Which of the following, if true, provides the strongest evidence that the bus company’s profits are likely to decrease if the company implements the plan?The company thinks cutting weekend trips by one third will not reduce ridership, will lower fuel and labor costs, and will keep advertising revenue. To show profits will likely decrease, we need something that reduces revenue (especially advertising revenue) or adds costs in a way the plan overlooks.
A. Many of the weekend riders would continue riding the bus even if the fare was increased.
This suggests the company could raise fares, which would tend to increase profit, not decrease it.
B. Most of the advertisers will continue to spend the same amount on advertising per mile and the displaced weekend driver will not earn more by switching to a weekday route at the company.
If advertisers pay per mile, then running fewer trips means fewer miles, so
ad revenue falls even if the rate per mile stays the same. That directly threatens profits and also fits the passage’s mention of advertising revenue. The driver part is basically neutral, but the ad revenue drop is a strong reason profits could decrease.
C. The displaced weekend driver will earn the same salary driving on weekdays and the advertisers will increase their advertising on the weekend.

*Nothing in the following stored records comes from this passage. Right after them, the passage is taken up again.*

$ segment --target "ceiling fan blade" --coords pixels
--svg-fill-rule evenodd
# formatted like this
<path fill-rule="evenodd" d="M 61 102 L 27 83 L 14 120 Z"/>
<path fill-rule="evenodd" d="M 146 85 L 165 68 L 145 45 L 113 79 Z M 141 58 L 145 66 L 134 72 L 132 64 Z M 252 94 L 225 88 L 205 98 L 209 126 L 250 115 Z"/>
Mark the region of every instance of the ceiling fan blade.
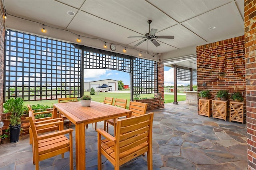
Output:
<path fill-rule="evenodd" d="M 146 38 L 144 36 L 132 36 L 128 37 L 128 38 Z"/>
<path fill-rule="evenodd" d="M 150 30 L 150 31 L 149 32 L 149 33 L 148 34 L 148 35 L 150 36 L 153 36 L 155 35 L 155 33 L 157 31 L 157 29 L 152 28 Z"/>
<path fill-rule="evenodd" d="M 155 38 L 168 38 L 169 39 L 173 39 L 174 36 L 173 35 L 158 35 L 155 36 Z"/>
<path fill-rule="evenodd" d="M 142 41 L 140 41 L 137 44 L 136 44 L 135 45 L 134 45 L 134 47 L 138 46 L 140 44 L 141 44 L 143 42 L 144 42 L 144 41 L 145 41 L 146 40 L 147 40 L 147 39 L 143 39 Z"/>
<path fill-rule="evenodd" d="M 159 43 L 158 43 L 158 42 L 154 39 L 152 40 L 151 42 L 156 46 L 156 47 L 158 47 L 160 45 L 160 44 L 159 44 Z"/>

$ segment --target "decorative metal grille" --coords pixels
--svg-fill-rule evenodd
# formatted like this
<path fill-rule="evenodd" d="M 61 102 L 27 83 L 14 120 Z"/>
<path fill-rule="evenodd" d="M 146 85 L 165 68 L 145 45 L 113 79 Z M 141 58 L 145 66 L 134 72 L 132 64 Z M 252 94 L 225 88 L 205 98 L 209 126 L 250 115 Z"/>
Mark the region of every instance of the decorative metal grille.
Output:
<path fill-rule="evenodd" d="M 130 73 L 130 57 L 86 51 L 84 68 L 84 69 L 110 69 Z"/>
<path fill-rule="evenodd" d="M 80 52 L 70 43 L 8 30 L 5 100 L 80 96 Z"/>
<path fill-rule="evenodd" d="M 193 75 L 193 82 L 196 82 L 197 81 L 197 72 L 196 71 L 196 70 L 193 69 L 193 72 L 192 72 L 192 75 Z"/>
<path fill-rule="evenodd" d="M 154 61 L 139 58 L 133 61 L 134 94 L 157 93 L 157 66 Z"/>
<path fill-rule="evenodd" d="M 190 81 L 190 70 L 178 67 L 177 68 L 177 80 Z"/>

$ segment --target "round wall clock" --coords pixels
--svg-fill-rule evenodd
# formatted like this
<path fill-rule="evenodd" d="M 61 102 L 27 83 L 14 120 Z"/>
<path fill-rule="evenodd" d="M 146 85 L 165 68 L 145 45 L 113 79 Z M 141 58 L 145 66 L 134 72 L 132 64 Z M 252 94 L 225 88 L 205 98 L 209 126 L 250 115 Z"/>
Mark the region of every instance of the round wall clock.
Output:
<path fill-rule="evenodd" d="M 111 50 L 113 50 L 113 51 L 116 51 L 116 45 L 114 44 L 111 44 L 110 45 L 110 49 Z"/>

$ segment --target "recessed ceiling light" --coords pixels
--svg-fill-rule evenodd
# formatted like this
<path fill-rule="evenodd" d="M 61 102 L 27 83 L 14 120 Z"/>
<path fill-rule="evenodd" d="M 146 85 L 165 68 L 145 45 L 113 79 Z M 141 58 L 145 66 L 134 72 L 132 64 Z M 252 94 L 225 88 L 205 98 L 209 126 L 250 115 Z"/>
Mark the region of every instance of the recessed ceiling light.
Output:
<path fill-rule="evenodd" d="M 70 16 L 74 16 L 75 15 L 75 13 L 72 11 L 68 11 L 67 12 L 67 14 L 69 15 Z"/>
<path fill-rule="evenodd" d="M 209 28 L 208 28 L 209 29 L 215 29 L 216 28 L 216 27 L 215 27 L 215 26 L 213 26 L 212 27 L 209 27 Z"/>

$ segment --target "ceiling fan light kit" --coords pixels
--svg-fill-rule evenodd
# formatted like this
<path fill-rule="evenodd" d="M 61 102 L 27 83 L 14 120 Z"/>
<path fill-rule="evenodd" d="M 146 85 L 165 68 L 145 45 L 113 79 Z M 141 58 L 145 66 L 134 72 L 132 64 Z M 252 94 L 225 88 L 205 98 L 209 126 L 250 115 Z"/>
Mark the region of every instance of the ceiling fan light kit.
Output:
<path fill-rule="evenodd" d="M 158 47 L 160 45 L 160 44 L 158 43 L 156 39 L 164 38 L 168 39 L 173 39 L 174 38 L 174 36 L 173 35 L 155 35 L 155 34 L 157 31 L 157 29 L 152 28 L 150 29 L 150 24 L 152 23 L 152 21 L 149 20 L 148 21 L 148 23 L 149 25 L 149 32 L 145 34 L 144 36 L 135 36 L 128 37 L 128 38 L 144 38 L 146 39 L 143 39 L 141 41 L 139 42 L 136 44 L 134 45 L 134 47 L 137 47 L 140 44 L 142 43 L 143 42 L 146 41 L 147 40 L 150 40 L 153 44 L 156 46 L 156 47 Z"/>

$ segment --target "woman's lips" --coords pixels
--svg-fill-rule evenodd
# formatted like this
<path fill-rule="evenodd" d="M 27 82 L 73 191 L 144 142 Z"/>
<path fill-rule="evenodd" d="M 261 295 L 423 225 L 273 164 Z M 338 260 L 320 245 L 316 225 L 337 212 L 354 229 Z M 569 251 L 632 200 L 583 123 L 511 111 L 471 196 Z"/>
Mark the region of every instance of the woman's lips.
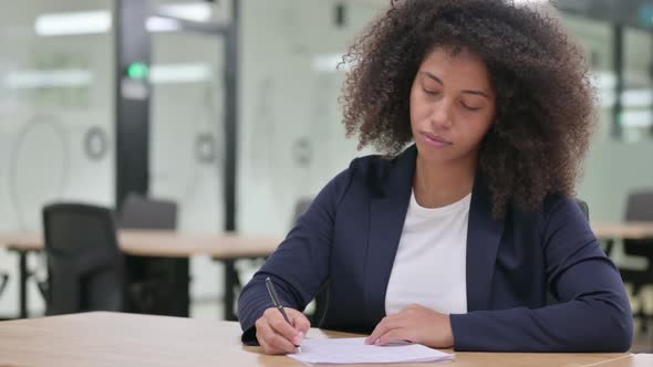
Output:
<path fill-rule="evenodd" d="M 452 141 L 445 140 L 444 138 L 442 138 L 435 134 L 422 132 L 422 136 L 424 137 L 424 140 L 428 145 L 432 145 L 435 147 L 445 147 L 445 146 L 452 145 Z"/>

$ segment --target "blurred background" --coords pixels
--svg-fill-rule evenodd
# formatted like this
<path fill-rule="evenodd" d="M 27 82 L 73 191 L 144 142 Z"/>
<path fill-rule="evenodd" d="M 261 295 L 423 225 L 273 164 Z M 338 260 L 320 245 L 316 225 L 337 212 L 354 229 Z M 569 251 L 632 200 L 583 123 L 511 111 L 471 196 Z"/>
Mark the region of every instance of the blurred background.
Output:
<path fill-rule="evenodd" d="M 336 64 L 387 3 L 7 2 L 0 12 L 0 232 L 42 232 L 42 210 L 52 202 L 121 212 L 137 192 L 174 202 L 178 233 L 282 238 L 298 202 L 352 158 L 372 153 L 344 138 L 338 96 L 345 72 Z M 582 45 L 598 90 L 600 130 L 578 197 L 592 222 L 620 222 L 628 219 L 629 193 L 653 188 L 653 1 L 554 6 Z M 633 297 L 645 318 L 653 314 L 650 258 L 629 255 L 618 235 L 610 239 L 620 269 L 649 274 Z M 20 254 L 0 248 L 4 318 L 20 312 Z M 38 285 L 48 276 L 45 255 L 24 259 L 28 316 L 43 315 L 46 290 Z M 225 317 L 225 262 L 184 261 L 187 315 Z M 246 282 L 260 261 L 227 264 Z M 641 340 L 640 350 L 653 349 Z"/>

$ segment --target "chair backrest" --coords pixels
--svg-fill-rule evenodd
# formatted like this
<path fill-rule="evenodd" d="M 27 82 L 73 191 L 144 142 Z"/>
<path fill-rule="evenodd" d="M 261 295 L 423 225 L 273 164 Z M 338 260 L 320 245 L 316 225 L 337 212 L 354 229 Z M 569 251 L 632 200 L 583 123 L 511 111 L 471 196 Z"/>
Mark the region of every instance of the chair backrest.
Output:
<path fill-rule="evenodd" d="M 48 259 L 46 314 L 122 311 L 123 254 L 107 208 L 54 203 L 43 208 Z"/>
<path fill-rule="evenodd" d="M 625 205 L 625 220 L 653 221 L 653 190 L 629 193 Z"/>
<path fill-rule="evenodd" d="M 629 193 L 625 205 L 626 221 L 653 221 L 653 189 Z M 629 255 L 649 258 L 647 269 L 653 269 L 653 240 L 623 240 L 623 252 Z"/>
<path fill-rule="evenodd" d="M 122 229 L 174 230 L 177 228 L 177 205 L 129 193 L 120 216 Z"/>

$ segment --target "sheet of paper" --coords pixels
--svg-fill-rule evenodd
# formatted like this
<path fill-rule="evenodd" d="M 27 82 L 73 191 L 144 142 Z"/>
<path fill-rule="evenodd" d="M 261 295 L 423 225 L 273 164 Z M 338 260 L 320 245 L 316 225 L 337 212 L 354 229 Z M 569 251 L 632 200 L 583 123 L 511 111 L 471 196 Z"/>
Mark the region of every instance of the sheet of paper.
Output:
<path fill-rule="evenodd" d="M 301 353 L 288 355 L 304 364 L 396 364 L 445 361 L 453 354 L 427 348 L 418 344 L 376 346 L 366 345 L 365 338 L 304 339 Z"/>

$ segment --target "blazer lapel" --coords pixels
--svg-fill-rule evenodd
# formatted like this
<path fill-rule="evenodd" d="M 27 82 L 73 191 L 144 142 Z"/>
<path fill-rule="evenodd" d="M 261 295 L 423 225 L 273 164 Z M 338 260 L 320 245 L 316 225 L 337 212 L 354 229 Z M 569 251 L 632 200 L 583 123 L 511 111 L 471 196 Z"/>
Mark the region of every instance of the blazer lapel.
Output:
<path fill-rule="evenodd" d="M 493 219 L 491 195 L 477 176 L 467 229 L 467 311 L 487 310 L 504 219 Z"/>
<path fill-rule="evenodd" d="M 385 291 L 408 210 L 417 148 L 402 153 L 379 197 L 370 203 L 370 237 L 365 261 L 365 301 L 370 325 L 385 316 Z"/>

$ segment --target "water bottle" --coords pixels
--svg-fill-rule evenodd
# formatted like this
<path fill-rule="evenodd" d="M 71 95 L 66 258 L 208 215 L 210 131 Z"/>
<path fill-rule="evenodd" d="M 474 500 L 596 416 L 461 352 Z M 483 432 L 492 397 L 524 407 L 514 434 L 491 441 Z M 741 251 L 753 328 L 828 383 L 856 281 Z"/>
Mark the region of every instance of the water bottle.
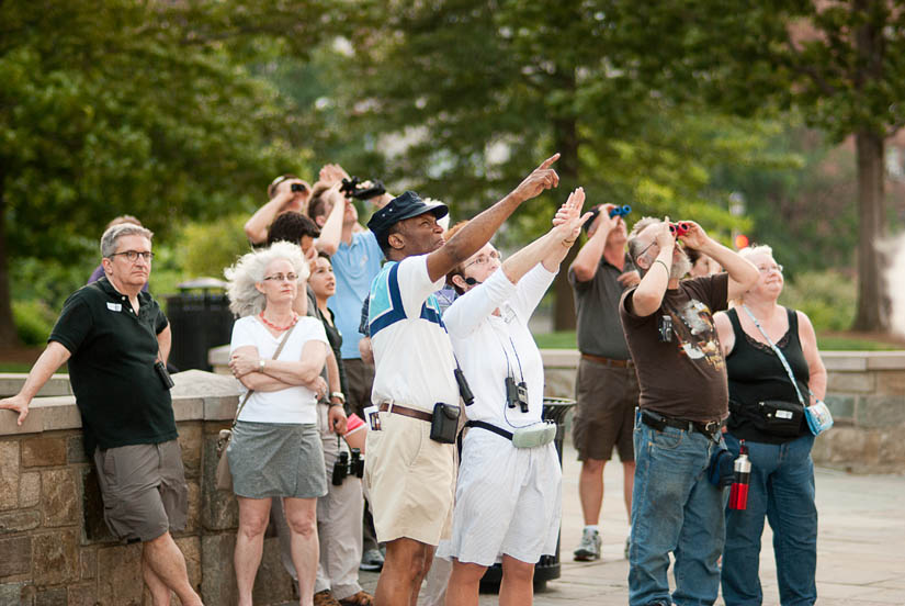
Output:
<path fill-rule="evenodd" d="M 733 465 L 735 479 L 729 490 L 729 509 L 744 510 L 748 508 L 748 483 L 751 478 L 751 461 L 748 459 L 748 448 L 742 440 L 738 458 Z"/>

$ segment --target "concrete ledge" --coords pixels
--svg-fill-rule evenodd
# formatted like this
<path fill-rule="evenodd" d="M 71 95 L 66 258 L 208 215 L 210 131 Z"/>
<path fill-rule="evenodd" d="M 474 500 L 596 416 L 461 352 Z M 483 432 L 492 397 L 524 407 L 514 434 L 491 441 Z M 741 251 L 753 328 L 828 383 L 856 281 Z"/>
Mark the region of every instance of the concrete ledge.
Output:
<path fill-rule="evenodd" d="M 203 370 L 186 370 L 172 377 L 176 385 L 171 394 L 177 423 L 233 419 L 239 403 L 239 382 L 231 375 L 222 377 Z M 18 385 L 13 392 L 16 393 L 25 375 L 0 375 L 0 380 L 3 379 L 7 385 Z M 15 423 L 15 413 L 0 411 L 0 436 L 81 428 L 81 416 L 76 406 L 76 396 L 71 395 L 69 377 L 55 374 L 52 381 L 52 393 L 64 391 L 60 383 L 65 381 L 65 391 L 68 395 L 35 397 L 21 427 Z"/>

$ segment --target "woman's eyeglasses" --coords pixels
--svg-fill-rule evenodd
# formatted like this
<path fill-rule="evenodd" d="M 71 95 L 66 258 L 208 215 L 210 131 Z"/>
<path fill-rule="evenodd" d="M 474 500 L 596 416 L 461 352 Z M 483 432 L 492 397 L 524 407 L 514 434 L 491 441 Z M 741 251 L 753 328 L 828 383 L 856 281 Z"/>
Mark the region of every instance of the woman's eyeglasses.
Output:
<path fill-rule="evenodd" d="M 298 276 L 295 273 L 274 273 L 273 276 L 264 276 L 264 281 L 268 280 L 273 280 L 275 282 L 289 280 L 290 282 L 295 282 L 296 280 L 298 280 Z"/>

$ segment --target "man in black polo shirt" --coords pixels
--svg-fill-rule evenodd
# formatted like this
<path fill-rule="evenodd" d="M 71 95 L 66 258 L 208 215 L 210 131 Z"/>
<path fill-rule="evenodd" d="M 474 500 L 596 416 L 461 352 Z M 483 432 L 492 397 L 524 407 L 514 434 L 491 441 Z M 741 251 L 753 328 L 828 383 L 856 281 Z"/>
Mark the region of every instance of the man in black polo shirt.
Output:
<path fill-rule="evenodd" d="M 38 390 L 69 362 L 108 526 L 122 540 L 143 541 L 143 572 L 155 604 L 169 604 L 172 590 L 194 606 L 201 598 L 170 536 L 170 529 L 185 526 L 188 487 L 169 385 L 155 369 L 169 354 L 170 327 L 157 302 L 142 292 L 150 274 L 151 236 L 132 224 L 104 232 L 105 277 L 66 300 L 22 390 L 0 400 L 0 408 L 18 412 L 22 425 Z"/>

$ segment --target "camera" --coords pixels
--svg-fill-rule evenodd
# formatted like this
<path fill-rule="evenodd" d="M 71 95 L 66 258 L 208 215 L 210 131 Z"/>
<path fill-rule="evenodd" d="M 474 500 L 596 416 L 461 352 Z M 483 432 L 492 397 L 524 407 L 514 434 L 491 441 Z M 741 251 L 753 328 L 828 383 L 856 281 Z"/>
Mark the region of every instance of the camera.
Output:
<path fill-rule="evenodd" d="M 528 412 L 528 384 L 524 381 L 516 383 L 512 377 L 506 378 L 506 405 L 510 408 L 516 406 L 523 413 Z"/>
<path fill-rule="evenodd" d="M 672 317 L 668 315 L 661 315 L 659 325 L 657 326 L 657 333 L 660 339 L 660 343 L 671 343 L 672 341 Z"/>
<path fill-rule="evenodd" d="M 160 382 L 163 384 L 165 390 L 171 390 L 176 383 L 173 383 L 172 377 L 170 373 L 167 372 L 167 364 L 157 360 L 154 363 L 154 371 L 157 373 L 157 378 L 160 379 Z"/>
<path fill-rule="evenodd" d="M 352 457 L 349 458 L 349 452 L 342 451 L 339 458 L 333 463 L 333 474 L 331 482 L 333 486 L 341 486 L 342 481 L 349 475 L 361 478 L 364 475 L 364 459 L 361 458 L 361 450 L 352 449 Z"/>
<path fill-rule="evenodd" d="M 691 229 L 691 226 L 688 223 L 670 223 L 669 231 L 672 232 L 674 236 L 683 236 Z"/>

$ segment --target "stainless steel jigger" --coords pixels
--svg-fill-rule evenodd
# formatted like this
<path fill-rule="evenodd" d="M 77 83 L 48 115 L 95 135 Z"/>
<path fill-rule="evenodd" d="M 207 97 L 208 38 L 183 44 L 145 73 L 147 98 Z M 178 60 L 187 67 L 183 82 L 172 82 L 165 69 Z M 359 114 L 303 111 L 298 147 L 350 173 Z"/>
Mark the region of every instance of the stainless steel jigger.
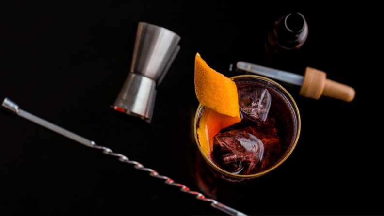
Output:
<path fill-rule="evenodd" d="M 150 122 L 156 87 L 178 53 L 180 39 L 179 36 L 166 29 L 139 22 L 130 73 L 111 107 Z"/>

This suggests costs may not fall (same salary) and revenue could rise (more ads), so it does not support profit decreasing.
D. Maintenance costs per bus will remain constant.
Neutral. It neither adds a new cost nor shows revenue falls.
E. The increased cost of fuel increases the operating costs of one round trip by twenty per cent.
That explains why they want to cut trips, but it does not show profits will drop after cutting them; if anything it makes cutting trips look more beneficial.